At a rally during the General Elections in 2015, SDP Secretary-General Chee Soon Juan said:

“The PAP has pulled out all the stops, giving concessions here, rebates there and getting everyone drunk with SG50 merriment.

But what happens when the party is over, my friends? What happens when the music stops playing and all the guests go home? Your housing loan is still not paid, the electricity bill has gone up, and the guy that threw the party now sends you the bill for the cake, the decorations and the drinks.”

True enough. After GE 2015, the PAP raised water prices, car-park charges, bus fares, ERP rates, gas and electricity tariffs, Town Council charges, and kindergarten, polytechnic, ITE, university fees, etc. It is going to raise the GST in a couple of years time.

History is repeating itself. Finance Minister Heng Swee Keat announced the Bicentennial Bonus in his Budget Statement yesterday with giveaways designed to sweeten the sour public sentiment that has built up over the last few years. It seems that the bigger the government’s problems, the bigger the sweets.

This is a most myopic and irresponsible way of spending public funds.

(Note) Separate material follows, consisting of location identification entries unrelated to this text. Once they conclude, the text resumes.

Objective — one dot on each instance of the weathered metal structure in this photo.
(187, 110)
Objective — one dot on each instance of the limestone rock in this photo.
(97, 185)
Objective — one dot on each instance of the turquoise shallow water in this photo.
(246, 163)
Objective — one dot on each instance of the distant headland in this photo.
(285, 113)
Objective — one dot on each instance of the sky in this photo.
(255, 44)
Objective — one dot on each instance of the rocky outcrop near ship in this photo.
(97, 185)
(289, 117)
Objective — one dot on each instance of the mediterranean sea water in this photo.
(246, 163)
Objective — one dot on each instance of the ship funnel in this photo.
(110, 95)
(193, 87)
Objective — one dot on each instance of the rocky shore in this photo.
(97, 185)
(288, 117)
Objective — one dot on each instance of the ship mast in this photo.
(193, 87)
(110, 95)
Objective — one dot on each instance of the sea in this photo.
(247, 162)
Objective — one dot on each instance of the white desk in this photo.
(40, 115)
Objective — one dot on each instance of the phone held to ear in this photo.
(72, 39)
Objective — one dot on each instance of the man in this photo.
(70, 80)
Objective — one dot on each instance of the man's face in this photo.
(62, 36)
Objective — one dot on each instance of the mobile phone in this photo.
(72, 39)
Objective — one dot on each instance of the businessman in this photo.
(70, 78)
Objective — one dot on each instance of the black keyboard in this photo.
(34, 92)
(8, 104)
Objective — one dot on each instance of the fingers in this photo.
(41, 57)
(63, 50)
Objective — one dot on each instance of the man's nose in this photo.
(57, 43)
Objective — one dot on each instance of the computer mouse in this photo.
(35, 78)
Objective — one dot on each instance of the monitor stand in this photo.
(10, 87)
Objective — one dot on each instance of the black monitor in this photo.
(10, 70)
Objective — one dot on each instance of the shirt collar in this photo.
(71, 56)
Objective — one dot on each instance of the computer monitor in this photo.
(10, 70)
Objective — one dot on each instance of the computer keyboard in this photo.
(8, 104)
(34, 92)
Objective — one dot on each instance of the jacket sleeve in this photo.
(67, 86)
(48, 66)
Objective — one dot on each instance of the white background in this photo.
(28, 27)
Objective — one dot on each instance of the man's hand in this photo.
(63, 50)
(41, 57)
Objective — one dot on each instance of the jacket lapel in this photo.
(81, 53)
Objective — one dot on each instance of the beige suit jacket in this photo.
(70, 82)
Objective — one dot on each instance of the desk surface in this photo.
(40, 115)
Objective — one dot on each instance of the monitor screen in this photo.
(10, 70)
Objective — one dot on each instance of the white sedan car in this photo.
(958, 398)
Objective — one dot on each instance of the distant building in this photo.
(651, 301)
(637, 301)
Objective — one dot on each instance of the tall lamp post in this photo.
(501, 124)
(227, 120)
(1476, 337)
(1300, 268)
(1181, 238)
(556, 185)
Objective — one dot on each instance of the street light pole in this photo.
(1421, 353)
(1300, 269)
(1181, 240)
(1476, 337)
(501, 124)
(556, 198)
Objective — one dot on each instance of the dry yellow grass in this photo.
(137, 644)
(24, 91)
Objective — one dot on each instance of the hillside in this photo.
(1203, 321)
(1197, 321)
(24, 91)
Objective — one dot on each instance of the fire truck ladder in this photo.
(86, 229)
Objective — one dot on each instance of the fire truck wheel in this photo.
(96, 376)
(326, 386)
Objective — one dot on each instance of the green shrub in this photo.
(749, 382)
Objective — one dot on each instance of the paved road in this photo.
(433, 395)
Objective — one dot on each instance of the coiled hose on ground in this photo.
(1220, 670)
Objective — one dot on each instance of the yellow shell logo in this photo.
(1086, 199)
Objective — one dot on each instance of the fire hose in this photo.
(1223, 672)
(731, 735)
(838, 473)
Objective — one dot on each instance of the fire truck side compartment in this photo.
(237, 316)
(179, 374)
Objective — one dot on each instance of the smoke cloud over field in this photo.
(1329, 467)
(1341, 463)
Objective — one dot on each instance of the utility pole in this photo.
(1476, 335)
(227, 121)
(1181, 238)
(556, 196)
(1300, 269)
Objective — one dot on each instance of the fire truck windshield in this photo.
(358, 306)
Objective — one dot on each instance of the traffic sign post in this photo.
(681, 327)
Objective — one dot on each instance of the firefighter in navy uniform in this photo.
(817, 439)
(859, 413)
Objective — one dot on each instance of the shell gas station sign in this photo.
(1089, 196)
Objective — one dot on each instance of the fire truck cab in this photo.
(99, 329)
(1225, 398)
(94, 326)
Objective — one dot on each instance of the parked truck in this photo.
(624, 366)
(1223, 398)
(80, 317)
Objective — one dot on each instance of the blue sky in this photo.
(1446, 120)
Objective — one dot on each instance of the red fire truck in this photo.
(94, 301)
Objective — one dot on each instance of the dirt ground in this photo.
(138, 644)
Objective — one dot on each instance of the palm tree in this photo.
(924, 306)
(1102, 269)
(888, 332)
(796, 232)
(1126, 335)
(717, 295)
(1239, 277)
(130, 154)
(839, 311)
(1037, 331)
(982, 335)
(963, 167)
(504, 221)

Rather than use the budget wisely to reform the system to prepare Singapore for the myriad of challenges that confront us, the PAP is engaging in short-term pork-barreling to entice votes.

For example, nothing in the current Budget addresses the high cost of living in the world’s most expensive city, the seriously unaffordable public housing, and an outmoded education system that does not prepare our children for the future.

Singaporeans must see through the gimmick and hold the government to higher standards of accountability.

As in the 2015 Budget, Singaporeans will have to pay for the giveaways because, ultimately, the government gets its money from the people.

Budget 2019 is no different. After the next elections which are widely expected to be held later this year – when the party comes to an end and the music stops playing – the PAP will send the taxman to our door and demand payment for the celebrations.